L'objectif de ce soutien est de lutter contre la progression des friches dans les prés de pâture et d'améliorer le cadre de vie autour des hameaux et des villages. Ce système incitatif identifie plusieurs catégories de terrains classés en fonction de leur difficulté d’accès. Il n’est cependant pas appliqué sur les secteurs pastoraux de montagne.
En outre, ce système d’aide, pour être validé, demande la réalisation de l'une ou l'autre des opérations suivantes : pâturage et broyage ou fauchage et ramassage. Compte-tenu de ces éléments, Monsieur Jean-Yves PACHOD propose au conseil municipal d’approuver le montant global de l’aide à allouer, au titre de l’exercice 2012, soit 13 432 € et sa répartition au bénéfice des différents éleveurs ayant participé au dispositif.

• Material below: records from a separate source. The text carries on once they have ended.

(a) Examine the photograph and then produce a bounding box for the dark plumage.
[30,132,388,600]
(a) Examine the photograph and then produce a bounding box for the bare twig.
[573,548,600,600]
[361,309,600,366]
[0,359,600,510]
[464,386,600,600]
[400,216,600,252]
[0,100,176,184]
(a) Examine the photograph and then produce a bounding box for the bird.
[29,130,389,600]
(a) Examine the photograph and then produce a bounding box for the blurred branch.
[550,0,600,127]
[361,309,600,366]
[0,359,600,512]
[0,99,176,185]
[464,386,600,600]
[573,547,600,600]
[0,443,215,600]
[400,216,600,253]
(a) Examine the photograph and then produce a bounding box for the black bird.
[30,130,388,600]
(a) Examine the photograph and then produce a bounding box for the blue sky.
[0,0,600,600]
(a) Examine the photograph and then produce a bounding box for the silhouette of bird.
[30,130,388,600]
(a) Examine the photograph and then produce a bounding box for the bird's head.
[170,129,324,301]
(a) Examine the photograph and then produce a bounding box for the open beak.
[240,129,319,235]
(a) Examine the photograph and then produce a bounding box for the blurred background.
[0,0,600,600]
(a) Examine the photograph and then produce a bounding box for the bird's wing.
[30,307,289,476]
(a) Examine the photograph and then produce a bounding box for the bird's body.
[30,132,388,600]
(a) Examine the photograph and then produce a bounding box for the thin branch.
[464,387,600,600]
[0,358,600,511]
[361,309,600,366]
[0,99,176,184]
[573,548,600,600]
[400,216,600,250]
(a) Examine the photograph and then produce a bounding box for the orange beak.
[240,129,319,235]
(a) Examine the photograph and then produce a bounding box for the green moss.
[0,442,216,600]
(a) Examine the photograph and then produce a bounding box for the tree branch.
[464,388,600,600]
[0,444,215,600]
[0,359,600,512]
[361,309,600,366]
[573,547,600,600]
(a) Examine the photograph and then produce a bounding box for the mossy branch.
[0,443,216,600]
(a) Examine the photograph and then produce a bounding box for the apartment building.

Le conseil municipal, hors de la présence de Monsieur Philippe MUGNIER ayant quitté la salle, à l’unanimité, décide d’octroyer des aides aux éleveurs de la commune au titre des actions réalisées en 2012, sur les bases tarifaires suivantes :
- Secteur de difficulté 1 (accès et gestion facile) 52€/ha,
- Secteur de difficulté 2 (accès et gestion assez difficile) 165 € / ha,
- Secteur de difficulté 3 (accès et gestion difficile) 208 € / ha,
Le conseil municipal approuve le montant global de l'aide qui s’élève à 13 432 € pour les 93,62 hectares exploités en 2012 auxquels ont été appliqués des coefficients d’entretien, fixe le montant des aides financières allouées à chaque éleveur comme suit :
BLANC Gilbert (caprins) 695 €
BOROWY Michel (ovins) 1 033 €
CHAPUIS Jean-Paul (ovins) 1298 €
CHARDON Bernard (bovins/caprins) | 2 134€
CHARDON A. et P. (équidés) 704 €
CHEVASSU Sylvain (ovins) 359 €
MUGNIER Philippe (bovins) 4977€
SULLICE Robert (bovins) 2232 €
Le conseil municipal dit que cette dépense est inscrite au budget primitif 2013 à l’article 657.
V-COMMANDE PUBLIQUE
Délibération n° 99-2013 Marché de travaux relatif à la construction d'un centre nautique aux
11Compte-rendu du conseil municipal du 3 avril 2013
Grandes Combes — Attribution du marché à procédure adaptée : lot 2.2 " Métallerie " et
autorisation de signature.
Monsieur Philippe MUGNIER expose : Il rappelle au conseil municipal qu'une consultation par voie de procédure adaptée a été lancée concernant le marché de travaux relatif à la réalisation du lot
"Métalleries". Ce marché est désigné lot n° 2.2 du projet du centre nautique.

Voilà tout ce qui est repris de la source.